Clippers center Chris Kaman offered an interesting observation when asked if the Lakers’ depth made them more daunting than their recent championship-caliber renditions.

“Shaq and Kobe, that’s been the most lethal combo that’s been in the league for a long time,” he said. “They have good players now, but I think with Shaq in his prime, he was one of the most dominant in the league ever. So I don’t think it’s that good, but they’re good.
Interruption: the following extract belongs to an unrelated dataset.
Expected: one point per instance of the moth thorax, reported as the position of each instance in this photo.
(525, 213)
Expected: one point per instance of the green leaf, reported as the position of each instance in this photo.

They have the potential of doing it again, making the Finals again.”

Lakers Coach Phil Jackson, for his part, has taken plenty of whacks at the Clippers in years past, picking on their annual presence in the NBA draft lottery and their (alleged) second-rate status in Staples Center, including an observation two years ago that “Don Sterling has been eating off of Dr. [Jerry] Buss’ plate for years.”

Jackson, however, has been suspiciously mum on the Clippers since a 119-82 Lakers victory in March, the third-largest margin of victory in the teams’ head-to-head history. (It was originally the second-largest margin of victory, and then last week happened.)

Jackson made a wisecrack after an exhibition game last month that Fresno would be a nice place for the Clippers to play, but he was back to toeing the company line after Tuesday’s practice.

“I expect them to play with renewed vigor [tonight] because they’re looking for that first win,” said Jackson, who is 26-7 against the Clippers while coaching the Lakers. “This team has some talent.”

The Clippers will have some more players than last week, with Marcus Camby expected to play in a second consecutive game after sitting out the first two because of a bruised heel. Davis will also play despite nagging finger and hip injuries.

Will it be enough for the Clippers to beat the Lakers? More rhetorically, will the Lakers ever lose again, to anybody?

“I hope I know one they’re going to lose,” Clippers Coach Mike Dunleavy said, smiling. “I hope they lose one [tonight].”

Times staff writer Lisa Dillman contributed to this report.